Part II: Special Topics

Transition Path Sampling I + II

Christoph Dellago, University of Vienna

Extreme polymer conformations I + II:
From Rosenbluth Sampling to PERM - rare event sampling with stochastic growth algorithms

Thomas Prellberg, Queen Mary University of London

We discuss uniform sampling algorithms that are based on stochastic growth methods, using sampling of extreme configurations of polymers in simple lattice models as a motivation.
We shall show how a series of clever enhancements to a fifty-odd year old algorithm, the Rosenbluth method, led to a cutting-edge algorithm capable of uniform sampling of equilibrium statistical mechanical systems of polymers in situations where competing algorithms failed to perform well. Examples range from collapsed homo-polymers near sticky surfaces to models of protein folding.

Extreme weather/stock market events I + II

Joachim Peinke, University of Oldenburg

Analysis of stock market crashes I + II

Ryan Woodard, ETH Zurich

Introduction to sequence alignments

Olaf R.P. Bininda-Emonds, University of Oldenburg

Phylogenetic analysis depends crucially on the data underlying the analysis, with issues of data quality being but one aspect of the problem. A second, slightly less appreciated aspect is that of data comparability and specifically the evolutionary homology (= derivation from a common shared ancestry) of the individual characters being examined. The goal of sequence alignment is to establish the positional homology of the individual elements (nucleotide bases or amino acid residues) of two or more molecular sequences (DNA or proteins, respectively). Like many other problems in computational biology, the simultaneous alignment of three or more sequences is known to be NP-hard. Fortunately, many fast and reasonable heuristics to this problem do exist, however.
In this talk, I first examine the concept of molecular homology before describing efficient algorithms for the alignment of pairs of sequences. I then expand on this to discuss potential solutions and strategies to tackle the problem of multiple sequence alignment.
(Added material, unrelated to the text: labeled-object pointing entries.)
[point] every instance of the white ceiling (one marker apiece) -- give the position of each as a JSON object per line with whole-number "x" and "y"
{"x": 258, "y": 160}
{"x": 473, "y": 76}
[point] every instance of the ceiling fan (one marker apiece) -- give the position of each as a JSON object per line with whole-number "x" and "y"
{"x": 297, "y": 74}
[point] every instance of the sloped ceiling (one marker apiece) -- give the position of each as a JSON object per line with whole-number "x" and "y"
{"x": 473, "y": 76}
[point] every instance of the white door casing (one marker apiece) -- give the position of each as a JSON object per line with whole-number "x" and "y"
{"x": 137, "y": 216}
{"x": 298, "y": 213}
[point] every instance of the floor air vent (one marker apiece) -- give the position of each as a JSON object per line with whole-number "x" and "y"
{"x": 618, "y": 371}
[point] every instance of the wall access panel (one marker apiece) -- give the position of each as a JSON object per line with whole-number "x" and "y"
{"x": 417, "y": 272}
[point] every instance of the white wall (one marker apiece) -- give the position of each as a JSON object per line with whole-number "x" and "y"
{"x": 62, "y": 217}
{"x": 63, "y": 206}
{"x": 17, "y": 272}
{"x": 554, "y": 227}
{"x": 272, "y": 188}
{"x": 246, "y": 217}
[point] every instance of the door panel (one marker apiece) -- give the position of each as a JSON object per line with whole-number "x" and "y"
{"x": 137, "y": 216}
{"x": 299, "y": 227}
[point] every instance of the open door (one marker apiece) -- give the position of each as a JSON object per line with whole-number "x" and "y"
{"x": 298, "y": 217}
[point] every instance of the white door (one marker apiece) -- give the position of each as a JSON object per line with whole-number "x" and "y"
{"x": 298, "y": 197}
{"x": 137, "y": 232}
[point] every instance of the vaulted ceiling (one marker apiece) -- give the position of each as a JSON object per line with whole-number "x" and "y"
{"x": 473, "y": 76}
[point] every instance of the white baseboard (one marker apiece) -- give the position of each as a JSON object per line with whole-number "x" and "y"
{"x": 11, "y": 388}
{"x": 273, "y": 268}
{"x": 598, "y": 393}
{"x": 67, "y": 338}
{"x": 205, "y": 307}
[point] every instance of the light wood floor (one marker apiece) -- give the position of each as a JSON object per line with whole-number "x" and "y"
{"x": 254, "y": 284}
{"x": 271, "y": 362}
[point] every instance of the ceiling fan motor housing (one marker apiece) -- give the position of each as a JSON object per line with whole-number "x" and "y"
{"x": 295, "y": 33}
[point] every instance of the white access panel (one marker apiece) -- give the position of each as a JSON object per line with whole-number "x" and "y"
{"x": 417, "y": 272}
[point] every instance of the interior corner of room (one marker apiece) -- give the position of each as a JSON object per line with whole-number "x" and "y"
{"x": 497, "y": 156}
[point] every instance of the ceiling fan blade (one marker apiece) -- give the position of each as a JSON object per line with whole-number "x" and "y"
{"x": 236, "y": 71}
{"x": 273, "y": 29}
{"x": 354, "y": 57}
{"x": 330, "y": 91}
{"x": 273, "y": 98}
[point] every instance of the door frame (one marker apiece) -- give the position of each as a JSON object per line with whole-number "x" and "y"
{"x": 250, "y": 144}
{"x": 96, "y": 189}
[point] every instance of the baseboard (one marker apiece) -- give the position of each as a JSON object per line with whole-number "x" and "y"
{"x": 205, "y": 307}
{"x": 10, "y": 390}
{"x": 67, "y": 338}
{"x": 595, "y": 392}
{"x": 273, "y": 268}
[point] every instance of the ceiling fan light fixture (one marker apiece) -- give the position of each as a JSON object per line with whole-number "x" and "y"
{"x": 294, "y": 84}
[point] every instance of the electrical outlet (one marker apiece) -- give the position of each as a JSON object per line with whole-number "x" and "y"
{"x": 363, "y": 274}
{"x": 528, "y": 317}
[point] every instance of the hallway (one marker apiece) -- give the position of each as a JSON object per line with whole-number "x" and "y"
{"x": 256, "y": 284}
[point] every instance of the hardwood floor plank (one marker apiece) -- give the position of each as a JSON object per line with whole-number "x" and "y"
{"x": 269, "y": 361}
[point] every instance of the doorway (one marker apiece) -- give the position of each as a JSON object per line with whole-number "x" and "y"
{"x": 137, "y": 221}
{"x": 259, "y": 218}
Sampling of extreme sequence alignments I + II

Alexander K. Hartmann, University of Oldenburg

Simulation of extreme traffic events I + II

Christoph Dobler, ETH Zurich

Today, typical techniques in the field of transport planning are designed to analyze scenarios which describe common situations like an ordinary working day without remarkable incidents. A scenario containing exceptional events that occur by chance increases the complexity of the required model significantly. A short introduction into a traditional methodology as well as some commonly used techniques is given. Moreover, the benefits of modern approaches are highlighted. MATSim, a multi-agent traffic flow simulation which implements those new techniques, is presented.
It is highlighted why, both the traditional methodology as well as the agent-based simulation approach, will fail for scenarios with unexpected events. An improvement of the simulation approach is presented, which overcomes these problems and, therefore, is an appropriate instrument for such scenarios.